Robert Baca Oviedo
Cartografía de lo invisible rend visible des zones de tension en redessinant Arequipa – ville natale du poète péruvien Robert Baca Oviedo (*1986) – depuis l’Europe et surtout la France. Cette distance géographique entre l’écrivain et l’objet de son écriture le conduit à charger l’exercice cartographique d’une mémoire à plusieurs facettes. Cette mémoire, c’est celle des femmes victimes de la campagne de stérilisation forcée entre 1996 et 2000, pendant les années Fujimori, celle des victimes de la tragédie du pont Grau à Arequipa, où trente personnes trouvèrent la mort dans la nuit du 14 au 15 août 1996 suite à un accident pyrotechnique, celle des victimes de l’accident du vol 251 de la compagnie Faucett, toujours en 1996. Les drames qui ont eu lieu ailleurs parviennent jusqu’à la ville blanche, retransmis par la télévision puis sur Internet; ils s’introduisent dans les foyers, marquent les esprits. Robert Baca Oviedo a huit ans quand Mónica Santa María, présentatrice phare du programme pour enfants Nubeluz, se suicide; il prend alors conscience de la mort et, plus tard, lui dédie un poème. Il en écrit aussi sur l’attentat du Wall Trade Center, la guerre en Irak, ou la nuit du Bataclan [voir poème au bas de l’entretien], engage une réflexion sur l’urgence écologique et climatique. Adressés à sa mère, à son grand-père José Manuel, à Mónica Santa María ou à Atahualpa, ses écrits vont et viennent entre l’intime et le collectif, pour constituer une mémoire à la fois personnelle, nationale et globale.
L’une de ses interlocutrices poétiques, présente tout au long du recueil, est là dès la couverture.
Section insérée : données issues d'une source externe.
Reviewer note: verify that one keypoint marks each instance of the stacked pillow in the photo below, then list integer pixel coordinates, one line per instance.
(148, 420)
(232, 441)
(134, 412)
Elle est tantôt Marianne (tel quel, en français), tantôt Madame, mettant par ricochet l’accent sur l’échec de la construction d’une nation péruvienne égalitaire, libertaire et fraternitaire, deux cents ans après l’indépendance du Pérou.
Plusieurs temporalités, lieux et cultures se croisent, cohabitent et se superposent. Arequipa se transforme en point de départ pour donner voix – pour cartographier – des conflits aussi bien locaux que globaux : le recueil dénoue ainsi les connexions invisibles mentionnées dans l’épigraphe de César Calvo qui ouvre le livre : « ¿No ves que no existe la casualidad? Todo, siempre, ha de esconder su relación con todo. Solo hay que merecer para poder descubrir el nexo oculto, los resortes oscuros, el hilván invisible de las cosas y de los hechos y de las personas ». [« Tu ne vois pas que le hasard n’existe pas ? Tout, toujours, cache sa relation avec tout. Il faut seulement le mériter afin de pouvoir découvrir le lien caché, les ressorts obscurs, le point de bâti invisible des choses et des faits et des personnes »]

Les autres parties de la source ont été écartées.